In fact plaintiff led defendant to believe at the time the contract was entered into that if an accident occurred, plaintiff would assume all such consequential damages and in reliance thereon, defendant agreed to make the haul . . . . In fact, defendant did not want to make the haul anyway but was induced to make the haul by plaintiff and his representation that plaintiff would assume the risks of an accident.

These contested findings are based entirely upon Victor Scalzo's testimony that, "On the second call, I said that I would not be liable." Plaintiff did not object nor ask that the answer be stricken, apparently being taken by surprise. Defendants had not pleaded any such defense and, although Scalzo had previously been deposed for discovery purposes, he had never mentioned this attempt to limit liability. Scalzo admitted King did not respond to the statement, if he heard it at all.
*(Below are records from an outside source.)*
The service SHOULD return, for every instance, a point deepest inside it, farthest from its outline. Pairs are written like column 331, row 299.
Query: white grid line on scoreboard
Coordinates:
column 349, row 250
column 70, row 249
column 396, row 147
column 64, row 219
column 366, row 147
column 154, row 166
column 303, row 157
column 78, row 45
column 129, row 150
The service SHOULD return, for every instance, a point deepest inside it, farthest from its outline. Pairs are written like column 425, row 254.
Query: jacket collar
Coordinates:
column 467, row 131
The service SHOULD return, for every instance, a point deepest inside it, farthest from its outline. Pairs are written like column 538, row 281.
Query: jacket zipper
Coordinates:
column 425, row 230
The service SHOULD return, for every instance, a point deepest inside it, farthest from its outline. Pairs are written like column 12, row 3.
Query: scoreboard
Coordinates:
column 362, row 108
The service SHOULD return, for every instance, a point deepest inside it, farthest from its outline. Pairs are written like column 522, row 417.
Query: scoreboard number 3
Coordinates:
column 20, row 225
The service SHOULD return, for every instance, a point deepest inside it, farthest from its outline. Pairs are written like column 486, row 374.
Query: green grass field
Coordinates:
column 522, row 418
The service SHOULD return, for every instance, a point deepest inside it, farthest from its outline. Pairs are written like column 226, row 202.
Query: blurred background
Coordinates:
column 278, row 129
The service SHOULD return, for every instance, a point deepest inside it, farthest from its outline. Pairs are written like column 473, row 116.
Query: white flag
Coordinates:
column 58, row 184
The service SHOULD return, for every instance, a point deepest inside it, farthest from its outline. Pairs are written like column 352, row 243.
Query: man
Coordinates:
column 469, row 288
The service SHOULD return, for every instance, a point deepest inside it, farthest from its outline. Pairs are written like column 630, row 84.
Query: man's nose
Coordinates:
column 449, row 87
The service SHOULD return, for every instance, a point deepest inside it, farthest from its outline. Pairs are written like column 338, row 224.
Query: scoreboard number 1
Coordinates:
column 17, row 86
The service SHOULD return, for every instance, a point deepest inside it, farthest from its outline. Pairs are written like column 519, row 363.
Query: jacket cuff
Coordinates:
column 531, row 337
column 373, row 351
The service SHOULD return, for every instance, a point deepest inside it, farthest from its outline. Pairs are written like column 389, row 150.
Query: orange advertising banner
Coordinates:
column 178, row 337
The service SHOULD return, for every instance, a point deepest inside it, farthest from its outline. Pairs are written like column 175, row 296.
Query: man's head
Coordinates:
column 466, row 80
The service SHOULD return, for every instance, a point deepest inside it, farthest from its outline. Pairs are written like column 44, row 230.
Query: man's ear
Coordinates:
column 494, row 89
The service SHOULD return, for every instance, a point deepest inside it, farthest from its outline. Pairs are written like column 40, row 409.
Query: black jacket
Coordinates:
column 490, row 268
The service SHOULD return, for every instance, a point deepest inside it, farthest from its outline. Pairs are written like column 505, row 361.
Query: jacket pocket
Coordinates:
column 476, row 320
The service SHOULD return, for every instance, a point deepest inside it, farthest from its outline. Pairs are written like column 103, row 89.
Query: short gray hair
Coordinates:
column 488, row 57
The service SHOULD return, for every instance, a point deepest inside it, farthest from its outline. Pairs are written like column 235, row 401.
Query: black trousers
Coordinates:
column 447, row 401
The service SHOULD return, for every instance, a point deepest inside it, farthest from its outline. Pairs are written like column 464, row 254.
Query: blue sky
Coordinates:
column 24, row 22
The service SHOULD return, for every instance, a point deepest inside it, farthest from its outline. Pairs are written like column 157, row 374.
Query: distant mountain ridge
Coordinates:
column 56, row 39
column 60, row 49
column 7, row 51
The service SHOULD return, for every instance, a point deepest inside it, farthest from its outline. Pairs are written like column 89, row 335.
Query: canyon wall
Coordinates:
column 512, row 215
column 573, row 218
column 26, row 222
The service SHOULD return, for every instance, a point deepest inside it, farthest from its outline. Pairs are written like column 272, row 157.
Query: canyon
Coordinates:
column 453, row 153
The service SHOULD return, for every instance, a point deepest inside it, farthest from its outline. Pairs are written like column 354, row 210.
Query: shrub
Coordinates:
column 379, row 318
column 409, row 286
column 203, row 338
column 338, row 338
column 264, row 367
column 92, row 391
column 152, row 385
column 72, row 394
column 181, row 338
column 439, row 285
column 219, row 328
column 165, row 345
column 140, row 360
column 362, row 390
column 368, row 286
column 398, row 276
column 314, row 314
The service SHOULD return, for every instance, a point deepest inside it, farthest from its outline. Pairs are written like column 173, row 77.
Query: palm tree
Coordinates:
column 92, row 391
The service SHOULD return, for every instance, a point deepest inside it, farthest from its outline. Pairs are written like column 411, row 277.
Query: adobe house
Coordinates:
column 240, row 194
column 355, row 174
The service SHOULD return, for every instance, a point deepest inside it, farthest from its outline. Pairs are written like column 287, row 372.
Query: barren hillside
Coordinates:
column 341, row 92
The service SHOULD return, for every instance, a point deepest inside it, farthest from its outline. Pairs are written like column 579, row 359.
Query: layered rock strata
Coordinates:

[3] It has long been the rule in this state that any attempt by a bailee for mutual benefit to disclaim or limit its liability for its own negligent acts contravenes public policy and will not be enforced. Althoff v. System Garages, Inc., supra; Ramsden v. Grimshaw, supra; Sporsem v. First Nat'l Bank, supra. So, in the instant case, Scalzo's apparent attempt to impose such a limitation or condition as a term of the agreement, even if heard or assented to, could have no such effect.

Even if defendants could lawfully limit their liability for their own negligent acts, such a nebulous and ambiguous phrase cannot be construed to mean that defendants agreed to pay only repair costs and that plaintiff would bear any other losses sustained as a result of negligence in the haul. Scalzo's statement fails to provide sufficient support for the trial court's challenged findings.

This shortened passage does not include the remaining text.